Mrs. Rushmere laughed good-naturedly.
"Oh, Lawrence, men be often under their wives' government, an' as ignorant of the fact as babies."
"You speak, I suppose, from experience," said Mrs. Gilbert, in her gentle low voice. "I should have thought the old gentleman a very difficult person for any wife to manage. I find Gilbert a hard case, in spite of his one arm."
"There's only one way to rule me, and that's by kindness," returned Gilbert.
Without meaning it, perhaps, his voice assumed a serious tone, almost amounting to sadness. He looked up, and his eyes and Dorothy's met; forcing an appearance of gaiety, he said, "What have you to say on the subject, Dorothy?"
"I never give an opinion on subjects I know nothing about. I am the only person in the room who cannot speak from experience. I should think your plan, however, must be the best."
"It is a pity you have not an opportunity of trying it, Miss, What's your name," said Mrs. Gilbert, "in which case you might perhaps find out that kindness can be thrown away."
"I expected to find Dorothy married when I came home," said Gilbert. "I thought it impossible that the young fellows in the neighbourhood could suffer her to remain single."
"She waited for you, Gilly, till she found it o' no use," cried Rushmere passing the bottle to his son.
"Oh that I had waited for her," was the thought that flashed through Gilbert's mind, charged with a deep regret.
"Father will have his joke," said Dorothy, colouring like a rose, "without thinking that it may be at the expense of another."
Mrs. Gilbert left off eating, and listened keenly to what was passing.
"Believe me, Gilbert, that there is no one present who congratulates you more sincerely on your marriage than I do."
"My dear child, will you help me up stairs?" said Mrs. Rushmere, apprehensive of mischief from her husband's blunt indiscretion and want of delicacy.

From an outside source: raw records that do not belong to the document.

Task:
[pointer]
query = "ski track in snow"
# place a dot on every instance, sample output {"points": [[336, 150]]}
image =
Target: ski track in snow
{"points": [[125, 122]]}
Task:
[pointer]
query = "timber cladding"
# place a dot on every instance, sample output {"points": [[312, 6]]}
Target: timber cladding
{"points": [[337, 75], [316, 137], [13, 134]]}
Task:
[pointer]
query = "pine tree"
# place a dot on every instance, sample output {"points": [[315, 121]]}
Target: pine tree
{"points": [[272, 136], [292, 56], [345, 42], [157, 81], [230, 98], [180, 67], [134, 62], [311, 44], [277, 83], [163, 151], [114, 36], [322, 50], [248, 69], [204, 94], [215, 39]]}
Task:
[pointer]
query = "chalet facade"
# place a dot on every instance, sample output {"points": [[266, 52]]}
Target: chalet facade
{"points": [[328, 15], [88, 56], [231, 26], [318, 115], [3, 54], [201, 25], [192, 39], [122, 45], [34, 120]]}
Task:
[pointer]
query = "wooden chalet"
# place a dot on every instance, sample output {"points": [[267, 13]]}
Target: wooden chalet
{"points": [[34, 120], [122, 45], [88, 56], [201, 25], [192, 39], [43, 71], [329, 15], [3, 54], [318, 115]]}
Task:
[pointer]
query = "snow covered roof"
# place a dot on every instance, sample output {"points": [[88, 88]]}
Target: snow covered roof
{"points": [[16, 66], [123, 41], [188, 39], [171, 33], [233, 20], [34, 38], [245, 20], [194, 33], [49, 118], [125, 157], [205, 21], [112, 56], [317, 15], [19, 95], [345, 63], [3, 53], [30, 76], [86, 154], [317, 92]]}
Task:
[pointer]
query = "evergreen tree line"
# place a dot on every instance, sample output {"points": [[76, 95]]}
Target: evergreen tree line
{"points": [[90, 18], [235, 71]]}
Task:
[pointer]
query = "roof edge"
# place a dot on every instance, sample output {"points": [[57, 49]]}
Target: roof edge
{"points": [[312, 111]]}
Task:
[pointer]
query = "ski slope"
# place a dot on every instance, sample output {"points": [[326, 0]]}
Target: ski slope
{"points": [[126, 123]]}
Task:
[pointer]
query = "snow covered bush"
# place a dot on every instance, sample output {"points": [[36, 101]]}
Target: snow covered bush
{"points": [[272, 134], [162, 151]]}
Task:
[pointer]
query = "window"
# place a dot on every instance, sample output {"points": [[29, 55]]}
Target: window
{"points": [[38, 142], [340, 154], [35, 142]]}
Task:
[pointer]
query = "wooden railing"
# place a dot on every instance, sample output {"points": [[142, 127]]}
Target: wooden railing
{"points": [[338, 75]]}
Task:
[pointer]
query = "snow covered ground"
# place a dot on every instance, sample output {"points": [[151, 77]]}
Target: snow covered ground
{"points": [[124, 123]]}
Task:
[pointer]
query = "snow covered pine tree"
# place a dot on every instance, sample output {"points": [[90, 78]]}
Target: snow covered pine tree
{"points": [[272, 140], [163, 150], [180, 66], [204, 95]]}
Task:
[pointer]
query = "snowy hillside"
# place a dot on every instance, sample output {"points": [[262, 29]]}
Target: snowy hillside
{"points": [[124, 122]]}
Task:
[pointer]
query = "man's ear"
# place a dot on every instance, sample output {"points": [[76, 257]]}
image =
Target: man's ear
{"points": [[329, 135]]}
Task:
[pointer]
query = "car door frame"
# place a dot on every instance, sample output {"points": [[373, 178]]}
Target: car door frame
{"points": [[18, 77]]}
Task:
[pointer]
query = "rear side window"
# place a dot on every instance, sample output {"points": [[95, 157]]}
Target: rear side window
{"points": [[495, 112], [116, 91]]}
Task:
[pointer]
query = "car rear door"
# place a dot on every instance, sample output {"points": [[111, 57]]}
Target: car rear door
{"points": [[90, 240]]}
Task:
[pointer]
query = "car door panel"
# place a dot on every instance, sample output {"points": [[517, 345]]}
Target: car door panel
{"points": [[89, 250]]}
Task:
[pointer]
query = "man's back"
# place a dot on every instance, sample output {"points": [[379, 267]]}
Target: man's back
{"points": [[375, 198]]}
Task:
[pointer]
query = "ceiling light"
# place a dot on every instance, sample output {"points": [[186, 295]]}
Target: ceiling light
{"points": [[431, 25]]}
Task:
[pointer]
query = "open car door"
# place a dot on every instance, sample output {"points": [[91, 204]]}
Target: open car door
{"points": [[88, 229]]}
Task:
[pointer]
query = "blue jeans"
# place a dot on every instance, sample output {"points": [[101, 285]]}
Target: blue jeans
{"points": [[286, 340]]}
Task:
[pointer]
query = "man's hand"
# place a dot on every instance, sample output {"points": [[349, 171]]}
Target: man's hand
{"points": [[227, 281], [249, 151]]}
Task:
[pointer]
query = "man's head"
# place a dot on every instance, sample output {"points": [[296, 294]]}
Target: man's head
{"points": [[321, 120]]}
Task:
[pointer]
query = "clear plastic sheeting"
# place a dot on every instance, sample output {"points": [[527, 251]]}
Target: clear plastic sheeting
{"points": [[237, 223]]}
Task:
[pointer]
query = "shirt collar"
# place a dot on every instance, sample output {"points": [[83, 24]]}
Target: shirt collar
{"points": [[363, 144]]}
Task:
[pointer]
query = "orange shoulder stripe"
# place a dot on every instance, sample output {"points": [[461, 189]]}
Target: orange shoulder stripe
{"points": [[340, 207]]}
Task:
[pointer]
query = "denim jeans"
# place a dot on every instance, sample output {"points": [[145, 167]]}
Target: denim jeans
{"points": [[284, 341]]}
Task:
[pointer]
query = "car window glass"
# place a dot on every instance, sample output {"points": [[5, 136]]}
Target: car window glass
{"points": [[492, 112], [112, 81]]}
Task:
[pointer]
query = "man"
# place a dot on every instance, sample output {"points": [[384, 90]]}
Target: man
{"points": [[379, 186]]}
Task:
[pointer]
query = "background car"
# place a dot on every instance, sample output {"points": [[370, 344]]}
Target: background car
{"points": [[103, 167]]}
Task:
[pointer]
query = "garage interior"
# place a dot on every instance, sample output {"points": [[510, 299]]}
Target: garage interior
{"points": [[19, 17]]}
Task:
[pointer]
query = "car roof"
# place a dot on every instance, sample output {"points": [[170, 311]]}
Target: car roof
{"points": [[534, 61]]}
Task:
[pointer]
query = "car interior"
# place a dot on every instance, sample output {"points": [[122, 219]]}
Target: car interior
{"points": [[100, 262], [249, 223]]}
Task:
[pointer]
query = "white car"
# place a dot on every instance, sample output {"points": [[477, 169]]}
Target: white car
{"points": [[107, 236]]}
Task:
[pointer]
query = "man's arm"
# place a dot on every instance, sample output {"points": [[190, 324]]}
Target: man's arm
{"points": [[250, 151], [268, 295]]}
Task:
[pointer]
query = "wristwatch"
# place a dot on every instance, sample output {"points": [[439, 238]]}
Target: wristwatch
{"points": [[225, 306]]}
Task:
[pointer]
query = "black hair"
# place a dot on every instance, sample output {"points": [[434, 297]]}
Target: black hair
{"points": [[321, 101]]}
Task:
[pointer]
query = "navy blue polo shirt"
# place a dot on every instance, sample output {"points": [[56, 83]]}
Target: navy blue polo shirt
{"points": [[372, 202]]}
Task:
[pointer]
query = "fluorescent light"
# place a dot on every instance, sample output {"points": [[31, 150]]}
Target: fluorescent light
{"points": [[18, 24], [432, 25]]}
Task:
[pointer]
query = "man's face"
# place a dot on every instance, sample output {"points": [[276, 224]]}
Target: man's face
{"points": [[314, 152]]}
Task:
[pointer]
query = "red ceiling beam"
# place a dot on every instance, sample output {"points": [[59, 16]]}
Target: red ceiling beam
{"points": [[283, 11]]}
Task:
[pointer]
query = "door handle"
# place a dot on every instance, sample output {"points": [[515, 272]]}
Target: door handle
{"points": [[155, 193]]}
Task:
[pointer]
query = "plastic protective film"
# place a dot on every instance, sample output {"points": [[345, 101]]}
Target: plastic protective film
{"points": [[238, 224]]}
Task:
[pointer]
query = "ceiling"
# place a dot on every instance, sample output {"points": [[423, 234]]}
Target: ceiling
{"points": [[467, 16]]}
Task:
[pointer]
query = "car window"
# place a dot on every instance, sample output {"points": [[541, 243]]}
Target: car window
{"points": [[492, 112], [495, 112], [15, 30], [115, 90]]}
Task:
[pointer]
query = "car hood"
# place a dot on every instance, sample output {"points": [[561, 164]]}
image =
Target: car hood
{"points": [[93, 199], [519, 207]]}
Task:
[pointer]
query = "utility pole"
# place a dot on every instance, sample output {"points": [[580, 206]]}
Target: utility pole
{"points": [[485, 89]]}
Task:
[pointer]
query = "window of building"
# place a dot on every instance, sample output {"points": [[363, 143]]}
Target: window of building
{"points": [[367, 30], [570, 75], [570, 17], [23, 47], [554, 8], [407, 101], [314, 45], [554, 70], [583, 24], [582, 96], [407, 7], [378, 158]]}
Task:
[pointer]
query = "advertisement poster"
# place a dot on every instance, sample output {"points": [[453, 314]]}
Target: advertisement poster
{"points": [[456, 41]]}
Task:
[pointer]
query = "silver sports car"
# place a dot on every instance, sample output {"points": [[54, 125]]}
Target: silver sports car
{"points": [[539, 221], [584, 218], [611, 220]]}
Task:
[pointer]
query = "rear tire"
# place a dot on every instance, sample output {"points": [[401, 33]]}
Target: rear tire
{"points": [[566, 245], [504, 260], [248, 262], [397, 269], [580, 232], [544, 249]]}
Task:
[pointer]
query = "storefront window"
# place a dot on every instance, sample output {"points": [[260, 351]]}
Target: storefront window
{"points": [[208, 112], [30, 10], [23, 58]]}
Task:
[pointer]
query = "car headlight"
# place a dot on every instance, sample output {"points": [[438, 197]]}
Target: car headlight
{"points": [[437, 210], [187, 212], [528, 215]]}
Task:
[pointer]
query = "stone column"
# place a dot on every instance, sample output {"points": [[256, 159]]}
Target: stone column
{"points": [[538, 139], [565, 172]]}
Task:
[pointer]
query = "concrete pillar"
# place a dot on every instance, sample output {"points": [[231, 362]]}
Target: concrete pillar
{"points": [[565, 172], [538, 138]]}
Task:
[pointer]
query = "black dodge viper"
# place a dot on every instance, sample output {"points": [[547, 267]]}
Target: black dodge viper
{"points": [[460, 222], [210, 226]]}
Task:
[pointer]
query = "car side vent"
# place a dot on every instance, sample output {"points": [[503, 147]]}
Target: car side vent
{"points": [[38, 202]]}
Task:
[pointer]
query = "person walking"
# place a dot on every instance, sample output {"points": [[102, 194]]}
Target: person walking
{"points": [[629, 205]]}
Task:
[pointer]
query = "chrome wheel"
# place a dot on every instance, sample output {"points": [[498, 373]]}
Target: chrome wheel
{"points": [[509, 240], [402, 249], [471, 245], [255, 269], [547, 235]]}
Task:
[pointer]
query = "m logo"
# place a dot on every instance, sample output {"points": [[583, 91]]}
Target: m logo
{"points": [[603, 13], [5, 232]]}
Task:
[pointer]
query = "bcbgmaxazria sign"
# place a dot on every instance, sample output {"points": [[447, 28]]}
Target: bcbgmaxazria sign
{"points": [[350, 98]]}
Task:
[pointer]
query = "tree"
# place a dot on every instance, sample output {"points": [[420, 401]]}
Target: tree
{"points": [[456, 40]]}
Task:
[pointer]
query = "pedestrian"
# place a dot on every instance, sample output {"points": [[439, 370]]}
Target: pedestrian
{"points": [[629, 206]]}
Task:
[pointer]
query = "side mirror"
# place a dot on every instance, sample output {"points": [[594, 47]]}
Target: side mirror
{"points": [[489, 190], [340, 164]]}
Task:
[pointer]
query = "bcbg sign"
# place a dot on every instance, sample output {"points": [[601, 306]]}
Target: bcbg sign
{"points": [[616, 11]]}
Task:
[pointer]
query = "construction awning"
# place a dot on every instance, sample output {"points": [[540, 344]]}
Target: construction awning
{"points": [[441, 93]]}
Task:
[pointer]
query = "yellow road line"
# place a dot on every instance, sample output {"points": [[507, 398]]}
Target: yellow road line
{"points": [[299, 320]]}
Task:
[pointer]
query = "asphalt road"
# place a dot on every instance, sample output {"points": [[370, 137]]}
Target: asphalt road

Gilbert rose, and with his left arm supported her to the foot of the stairs. "Oh, Dorothy," he said, "no wonder that you despise me. God only knows how I despise myself."
"It is too late to repent now, Gilbert. You must try like me to forget. You owe it to your wife, as much as to me."
She passed her arm round Mrs. Rushmere's waist, and left Gilbert at the foot of the stairs. He put the cuff of his empty sleeve to his eyes. Was it to wipe away a tear?
His wife looked daggers at him, when he returned to the table. His father proposed a walk round the farm after dinner, an invitation that Gilbert eagerly accepted, and the mother and daughter were left alone together.
"We shall have a nice time of it here," said Mrs Gilbert. "Let us go out, mother, and take a look round the premises. One might as well be in a prison as confined to this dark, dingy room."
"I can see no garden attached to the place," said Mrs. Rowly, looking out of the deep bay window which only opened upon the stone-paved court. "That girl who helped at dinner could tell us all about it."
"Don't call her, mamma, I have a perfect horror of that woman. I am certain that Gilbert and she have been very intimate. He never took his eyes off her during dinner."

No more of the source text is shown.